Chart of Employed Persons in Australia - year on year rate of change

Two employment measures published by the Australian Bureau of Statistics are the seasonally adjusted measure and the trend measure. The seasonally adjusted measure seems to be favoured by the media, but it's the trend measure that proves to be more reliable.

The trend measure of year-on-year employment growth was well below average back in July 2012. For the year to July 2012 employment by this measure grew by only 1.2%. A year later in July 2013, it was even lower at 1.03%. The low in this series of year-on-year growth rate in employment was not reached until February 2014, where employment grew only 0.64% for the year to date. Inevitably this led to unemployment sneaking up.

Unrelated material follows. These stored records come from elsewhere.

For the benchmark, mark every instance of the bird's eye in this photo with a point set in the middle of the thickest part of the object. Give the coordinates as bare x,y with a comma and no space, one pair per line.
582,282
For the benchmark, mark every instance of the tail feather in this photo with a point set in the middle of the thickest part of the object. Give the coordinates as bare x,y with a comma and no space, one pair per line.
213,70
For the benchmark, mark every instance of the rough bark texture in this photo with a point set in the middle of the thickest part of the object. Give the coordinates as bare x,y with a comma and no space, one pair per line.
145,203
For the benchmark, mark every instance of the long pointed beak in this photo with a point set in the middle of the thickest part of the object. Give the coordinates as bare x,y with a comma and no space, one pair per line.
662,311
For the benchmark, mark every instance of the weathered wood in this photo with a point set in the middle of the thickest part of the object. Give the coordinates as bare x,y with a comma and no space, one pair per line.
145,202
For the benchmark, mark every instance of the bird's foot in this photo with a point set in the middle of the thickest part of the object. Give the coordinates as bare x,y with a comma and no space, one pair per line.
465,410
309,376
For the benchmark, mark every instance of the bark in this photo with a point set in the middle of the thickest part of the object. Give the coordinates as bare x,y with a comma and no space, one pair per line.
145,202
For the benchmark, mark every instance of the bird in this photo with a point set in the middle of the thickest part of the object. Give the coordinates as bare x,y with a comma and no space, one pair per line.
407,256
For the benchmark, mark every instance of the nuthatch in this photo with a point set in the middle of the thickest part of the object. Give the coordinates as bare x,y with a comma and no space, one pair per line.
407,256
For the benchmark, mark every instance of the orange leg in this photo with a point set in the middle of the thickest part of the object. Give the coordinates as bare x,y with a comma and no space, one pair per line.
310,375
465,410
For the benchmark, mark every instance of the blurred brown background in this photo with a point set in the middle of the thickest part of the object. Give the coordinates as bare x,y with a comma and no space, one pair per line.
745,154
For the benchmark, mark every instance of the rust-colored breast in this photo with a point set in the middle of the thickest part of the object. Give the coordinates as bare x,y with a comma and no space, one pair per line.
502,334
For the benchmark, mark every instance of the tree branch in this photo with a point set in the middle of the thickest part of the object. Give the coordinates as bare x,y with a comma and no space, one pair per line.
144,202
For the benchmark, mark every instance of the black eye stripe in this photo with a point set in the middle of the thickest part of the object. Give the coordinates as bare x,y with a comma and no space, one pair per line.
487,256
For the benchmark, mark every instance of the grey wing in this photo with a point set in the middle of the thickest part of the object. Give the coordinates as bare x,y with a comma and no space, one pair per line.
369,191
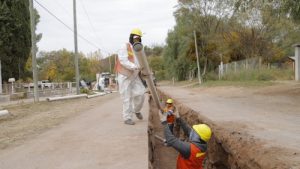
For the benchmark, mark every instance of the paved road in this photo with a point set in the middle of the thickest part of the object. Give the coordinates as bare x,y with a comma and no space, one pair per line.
94,139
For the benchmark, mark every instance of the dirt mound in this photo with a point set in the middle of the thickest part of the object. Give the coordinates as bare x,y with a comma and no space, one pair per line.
245,126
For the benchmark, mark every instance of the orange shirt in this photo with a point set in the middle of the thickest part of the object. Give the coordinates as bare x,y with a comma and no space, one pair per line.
195,161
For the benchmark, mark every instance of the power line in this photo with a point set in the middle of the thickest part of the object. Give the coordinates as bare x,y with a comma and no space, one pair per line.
47,10
90,22
89,19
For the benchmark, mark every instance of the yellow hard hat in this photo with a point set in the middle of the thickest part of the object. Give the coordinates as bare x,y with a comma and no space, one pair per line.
203,131
170,101
136,31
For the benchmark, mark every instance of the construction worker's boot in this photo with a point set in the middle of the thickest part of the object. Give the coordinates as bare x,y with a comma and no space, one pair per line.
139,116
129,122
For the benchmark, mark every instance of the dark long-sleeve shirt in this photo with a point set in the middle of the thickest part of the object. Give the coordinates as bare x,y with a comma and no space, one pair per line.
184,148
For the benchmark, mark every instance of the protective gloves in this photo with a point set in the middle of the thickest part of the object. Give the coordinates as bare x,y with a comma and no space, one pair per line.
162,116
170,112
176,114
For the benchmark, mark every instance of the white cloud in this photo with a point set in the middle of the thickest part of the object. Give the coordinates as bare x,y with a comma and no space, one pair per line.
112,21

In February unemployment was 5.9% on the trend measure and 6.1% on the seasonally adjusted measure. In March, unemployment fell on a seasonally adjusted basis from 6.1% to 5.8%. This was reported as the beginning of a rapid recovery - it is not. The improvement in the more reliable trend measure was minuscule. Trend employment growth rose from 0.64% for year to February to 0.66% for the year to March.

Looking up from here

We do think this is the bottom for employment, but the recovery will take a long time to happen. We suspect the seasonally adjusted number for unemployment, having fallen too far in March, will rise again in April. In fact, employment growth has to be growing at faster than the long term average of 2.05% for unemployment to fall. We believe it will be the end of 2014 before employment again rises to the long term average level.

What this means for interest rates

Many commentators have suggested that the improvement in the employment picture we have just seen suggests that interest rates will soon be going up. We think that is entirely premature. It is difficult to believe that the RBA will put up interest rates in the circumstances of rising unemployment.

Our view remains that there will be no increase in Australian interest rates before the final quarter of 2015.